Nevertheless, digitalization requires the creation of new markets for flexibility and ancillary services, while the existing markets must open to new business models (such as virtual power plants).

What stakeholders think about digitalization?

The European Association of Electrical Contractors, represented by Secretary General Giorgia Concas, claimed that to design and deliver the most appropriate up-to-date energy solutions for both infrastructure and buildings they need appropriate digital skills, urging the Member States to find a way to offer them digital trainings.

The European Energy Retailers, represented by their President Michele Governatori, remarked their important role of collecting timely information of energy consumption thanks to digital instruments (such as up-to-date meters) and its consequent use in order to raise customer awareness about the scarcity of energy.    
In fact, showing citizens their consumption habits make them understand both the value of the service and the value of the commodity, stimulating them to optimize their energy consumption habits.

Finally Leah Charpentier (Head of European Regulatory Affairs & Government Relations, First Solar) pointed out that solar electricity already exists on digital scale - unlike traditional electricity – although, right now, “the way we produce solar energy is not as effective as it could be”.
In fact there is too much loss of clean energy because  the one in excess does not enter in a grid due to the absence of connectivity between buildings. 
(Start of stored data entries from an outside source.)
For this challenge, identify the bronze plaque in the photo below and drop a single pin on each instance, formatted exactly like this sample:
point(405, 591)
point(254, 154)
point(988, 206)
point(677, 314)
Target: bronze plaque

Installing solar panels on buildings and connecting them to the distribution and transmission grids can provide ancillary services, empower citizens and create flexibility for this source, capable to respond on variable market needs. Indubitably, such level of integration can only be achieved with digitalization. 

Showing the real value of energy

New digital technologies have the potential to reshape, modernize and transform Europe energy system, making it sustainable and climate-neutral; in this process, energy efficiency is essential and needs to play a leading role in sustainable energy transition.  
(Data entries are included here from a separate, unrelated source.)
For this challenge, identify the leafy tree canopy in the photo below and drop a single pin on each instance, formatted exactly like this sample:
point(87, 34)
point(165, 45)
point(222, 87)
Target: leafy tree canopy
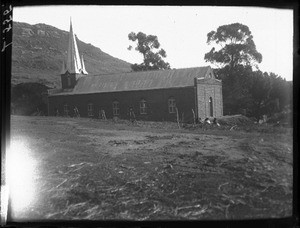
point(148, 46)
point(236, 46)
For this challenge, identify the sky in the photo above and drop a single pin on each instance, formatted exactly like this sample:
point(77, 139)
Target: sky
point(181, 30)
Digitalization is an enabler of energy savings and now the technology is ready and must be applied in concrete to solve the energy optimization and sustainability problems that our society has,  bringing to life the European Commission’s Clean Energy Package and heading towards a  decarbonised economy in the next decades.

Finally, as Adrian Joyce stated, we should show to the European citizens the real value of energy so that they will consume more cautiously. In fact, all energy is precious and, whatever the source, we must be very responsible about the use we do with it.